I have the feeling that my question is related to Why does takewhile() skip the first line?
I haven't found satisfactory answers in there though.
My examples below use the following modules
import csv
from itertools import takewhile
Here is my problem. I have a csv file which I want to parse using itertools.
For instance, i want to separate the header from the content. This is spotted by the presence of a keyword in the first column.
Here is file.csv
example
a, content
b, content
KEYWORD, something else
c, let's continue
The two first lines compose the header of the file.
The KEYWORD
line separates it from the content: the last line.
Even, if it is not properly part of the content, I want to parse the separation row.
with open('file.csv', 'rb') as f:
reader = csv.reader(f)
header = takewhile(lambda x: x[0] != 'KEYWORD', reader)
for row in header:
print(row)
print('End of header')
for row in reader:
print(row)
I was not expecting this, but the KEYWORD
line is skipped.
As you will see in the following output:
['a', ' content']
['b', ' content']
End of header
['c', " let's continue"]
I have tried simulating the csv reader to see if it was coming from there. But apparently not.
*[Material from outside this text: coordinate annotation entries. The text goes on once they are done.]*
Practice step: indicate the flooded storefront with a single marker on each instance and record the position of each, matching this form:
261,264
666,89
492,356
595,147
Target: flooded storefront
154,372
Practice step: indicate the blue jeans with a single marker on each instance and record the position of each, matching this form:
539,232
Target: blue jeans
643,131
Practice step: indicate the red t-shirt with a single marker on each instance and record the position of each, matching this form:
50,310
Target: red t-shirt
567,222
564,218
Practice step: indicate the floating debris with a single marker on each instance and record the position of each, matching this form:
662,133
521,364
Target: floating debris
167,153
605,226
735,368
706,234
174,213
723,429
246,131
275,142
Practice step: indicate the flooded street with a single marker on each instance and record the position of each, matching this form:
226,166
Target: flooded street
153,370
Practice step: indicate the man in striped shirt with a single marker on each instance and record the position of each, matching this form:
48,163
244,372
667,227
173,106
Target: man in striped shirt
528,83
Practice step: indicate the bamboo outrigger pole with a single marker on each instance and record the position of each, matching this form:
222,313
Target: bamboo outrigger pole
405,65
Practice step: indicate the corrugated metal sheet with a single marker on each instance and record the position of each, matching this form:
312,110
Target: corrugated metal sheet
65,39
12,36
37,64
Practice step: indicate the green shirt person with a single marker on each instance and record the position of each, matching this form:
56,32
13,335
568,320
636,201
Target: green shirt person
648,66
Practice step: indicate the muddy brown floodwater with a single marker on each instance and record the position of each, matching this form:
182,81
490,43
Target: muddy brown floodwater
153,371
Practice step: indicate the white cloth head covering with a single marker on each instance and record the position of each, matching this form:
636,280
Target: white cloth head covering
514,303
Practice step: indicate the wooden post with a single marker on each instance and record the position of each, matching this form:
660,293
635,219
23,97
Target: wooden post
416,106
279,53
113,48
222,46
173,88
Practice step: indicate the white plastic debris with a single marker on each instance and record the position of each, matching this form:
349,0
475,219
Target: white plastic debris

The following code produces the same behavior.
l = [['a', 'content'],
['b','content'],
['KEYWORD', 'something else'],
['c', "let's continue"]]
i = iter(l)
header = takewhile(lambda x: x[0] != 'KEYWORD', i)
for row in header:
print(row)
print('End of header')
for row in i:
print(row)
How can I do to use the feature of takewhile, while preventing the following for the skip the unparsed line ?
As I have understood, the first for
calls for next
on the iterator, to test its content.
The second calls for next
once again, to gather the value.
And the separation row is hence skipped.